Excellent performances, phenomenal anti-war film, but not perfect.
7 March 2003 | by cweeks262See all my reviews

These are stellar performances by John Cusack and Noah Taylor. The story draws you in such that when the movie abruptly ends, you want to see and hear more. What were Hitler's influences? Was he a product of his environment? Without a doubt, Hitler was an angry man when returning from WWI to nothing. Many were in the same boat. Anti-semitism was alive and well long before Adolf took it and carried it to the extent that he did. And Hitler, like many others, found solice in nationalism.

One criticism of this movie was its depiction that Hitler had developed his emotional oratory skills at a young age. The historical accounts (Shirer's Rise and Fall of the Third Reich) seemed to indicate that he didn't really find his speaking voice until later. This was 1918 and Hitler is only 29 or 30 years old.

Also, the scene where Taylor riles up an auditorium full of Germans with an anti-semitic speach didn't fit with the rest of his portrayal of a timid, weak-minded, lost-soul, young Hitler. This scene seems to defy the rest of the image of Hitler we are given.

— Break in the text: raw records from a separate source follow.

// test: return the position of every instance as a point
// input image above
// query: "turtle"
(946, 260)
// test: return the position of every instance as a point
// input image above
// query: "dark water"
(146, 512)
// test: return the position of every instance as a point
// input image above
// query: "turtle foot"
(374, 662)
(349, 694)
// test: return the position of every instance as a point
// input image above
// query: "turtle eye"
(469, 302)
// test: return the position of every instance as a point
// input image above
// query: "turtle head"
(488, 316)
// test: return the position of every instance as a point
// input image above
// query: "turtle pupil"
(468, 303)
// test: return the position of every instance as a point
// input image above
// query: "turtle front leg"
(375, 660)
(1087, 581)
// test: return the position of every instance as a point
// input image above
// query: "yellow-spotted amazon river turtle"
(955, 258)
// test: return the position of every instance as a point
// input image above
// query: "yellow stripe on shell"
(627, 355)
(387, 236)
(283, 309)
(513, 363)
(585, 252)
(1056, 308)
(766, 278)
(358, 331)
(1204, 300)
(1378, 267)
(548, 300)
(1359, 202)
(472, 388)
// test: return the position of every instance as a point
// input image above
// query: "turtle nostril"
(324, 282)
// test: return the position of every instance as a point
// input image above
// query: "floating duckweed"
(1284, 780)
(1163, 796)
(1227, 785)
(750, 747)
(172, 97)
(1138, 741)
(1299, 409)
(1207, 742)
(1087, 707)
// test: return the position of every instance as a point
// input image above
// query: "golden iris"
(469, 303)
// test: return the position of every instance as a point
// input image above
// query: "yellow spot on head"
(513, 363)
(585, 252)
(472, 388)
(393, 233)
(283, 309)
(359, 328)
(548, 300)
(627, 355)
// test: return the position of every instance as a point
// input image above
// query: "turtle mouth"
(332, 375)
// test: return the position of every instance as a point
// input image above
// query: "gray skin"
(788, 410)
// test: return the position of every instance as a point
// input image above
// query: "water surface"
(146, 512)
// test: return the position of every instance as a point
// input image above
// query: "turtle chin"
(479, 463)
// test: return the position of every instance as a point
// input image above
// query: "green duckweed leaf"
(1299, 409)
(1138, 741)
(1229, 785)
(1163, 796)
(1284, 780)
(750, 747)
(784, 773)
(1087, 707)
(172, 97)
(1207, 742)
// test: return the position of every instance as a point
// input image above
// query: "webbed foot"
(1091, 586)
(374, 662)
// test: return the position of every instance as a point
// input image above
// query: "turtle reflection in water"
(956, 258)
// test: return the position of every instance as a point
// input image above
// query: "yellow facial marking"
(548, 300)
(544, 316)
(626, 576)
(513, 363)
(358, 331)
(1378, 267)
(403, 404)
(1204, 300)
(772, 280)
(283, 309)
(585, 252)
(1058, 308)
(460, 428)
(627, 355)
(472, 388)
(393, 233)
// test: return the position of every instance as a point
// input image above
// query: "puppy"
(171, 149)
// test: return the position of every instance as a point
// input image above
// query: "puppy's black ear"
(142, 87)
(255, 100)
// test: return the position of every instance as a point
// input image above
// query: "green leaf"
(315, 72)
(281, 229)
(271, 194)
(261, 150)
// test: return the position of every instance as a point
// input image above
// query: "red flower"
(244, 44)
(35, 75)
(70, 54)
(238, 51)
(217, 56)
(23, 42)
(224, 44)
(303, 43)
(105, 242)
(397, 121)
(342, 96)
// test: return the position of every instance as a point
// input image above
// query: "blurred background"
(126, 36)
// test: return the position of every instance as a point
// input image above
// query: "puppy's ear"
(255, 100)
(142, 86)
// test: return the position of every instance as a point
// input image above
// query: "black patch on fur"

This is not to criticize Noah's portrayal. It is absolutely stunning. He had to have spent hours watching footage of Hitler in action.

This movie leaves you wanting more information. What else made him become the monster presented in the textbooks?

It is unfortunate that the Academy could not pay more attention to the performances in this movie, as both Taylor and Cusack both deliver. I believe that Hollywood has a fear of treading anywhere close to this subject matter except to deliver stereotypical portrayals of the historical people and events.